As we settled in, the late afternoon sun was setting behind brambles, the light resembling stained glass. Encroaching darkness cast elephant-sized shadows all around, diminishing the details of our ambient room. A woman came by to light our kerosene lamps.Nightjars called, and a bright white crescent appeared with a billion sparkling stars. A bare tree, starkly silhouetted against the moon-lit sky, had branches dotted with so many stars that they looked like snow flakes.
In the absence of electricity was a gorgeous quiet; no usual house hums of fridge or gadgets. It was so silent, in fact, that I heard a faint ringing in my ears.

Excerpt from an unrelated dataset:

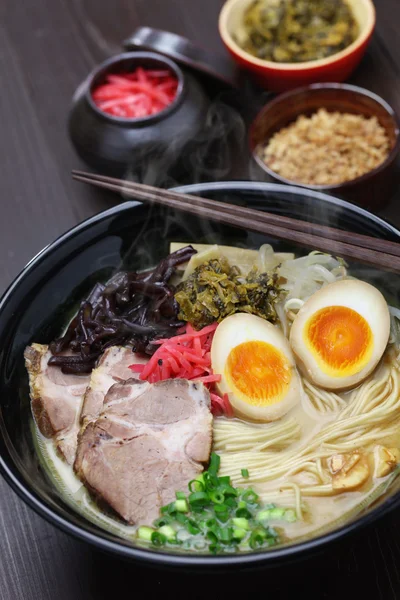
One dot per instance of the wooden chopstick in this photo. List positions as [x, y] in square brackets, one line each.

I piled on the blankets and read a book by flashlight.
Close to midnight, there was rustling in the living room. I walked toward the noise with a lamp and saw a wild cat staring at me with big ears, a long, ringed tail, and spots. This was no kitty cat. I sort of scream-whispered, “Brad, wake up! There is a wild cat in here with spots!”…(One of those sentences in life you think you’ll never say) . “What IS IT?” Will it bite the baby?!“ is all I could squeak out.
After some harried discussion, we decided there was a lemur in our rondavel. (Techinically, this animal is called a genet, as we later learned). As my husband says, he “thought when we closed the door to our hut, we were keeping the wildlife out.”
In the end, our furry visitor was harmless and crept his way back out into the night through a hole in our thatched roof. And the rondavel was peaceful once again.
Be Illumined this month, and may nothing dim your light,
Such amazing memories and unexpected adventures! Look forward to reading more soon. The pictures conjure a thousand possibilities of distant memories and what could be. Wonderful to look through. Thank you!
Thank you, Christina. I wish you were able to share this experience with me, but save up for Cairo and visit us! Look forward to seeing you in GA over the holidays. We will be at Mama’s from mid Nov-Dec. Much love to you and the boys, Tracy
Lovely surprise to hear from you and about your and your family’s doings! Do keep all your writings and wonderful photos – which I assume you took. You are the embodiment of “Carpe Diem” – an inspiration to us all. You can put it all in a book – which would be enjoyed by many, I am sure.
Tracy, I do not know what to enter in the space – “website”. What should I put there? Looking forward to more of your news.
Meanwhile, joy and blessings to you and yours. Greetings to your mother.
Ursula, I am so happy you are enjoying the blog! This has been a fulfilling adventure for me, learning about photography and sharing journal writing and our experiences here. Thank you for reading my posts. big hugs to you, and safe journey on your travels. Love, Tracy
Wow! Sometimes the quiet is magic. So glad you guys are seeing ALL the sights while you are there. It is a majestic place.
What a fright! Were you warned about visitors? It sounds like this one was mostly
curious, thank goodness. That’s a gripping story and a good one to tell Ramsay
when he grows up.
I love the picture of the tree and the moon and stars…..it reminds me of an African
flag I have from Ghana with a constellation and crescent moon and a menorah.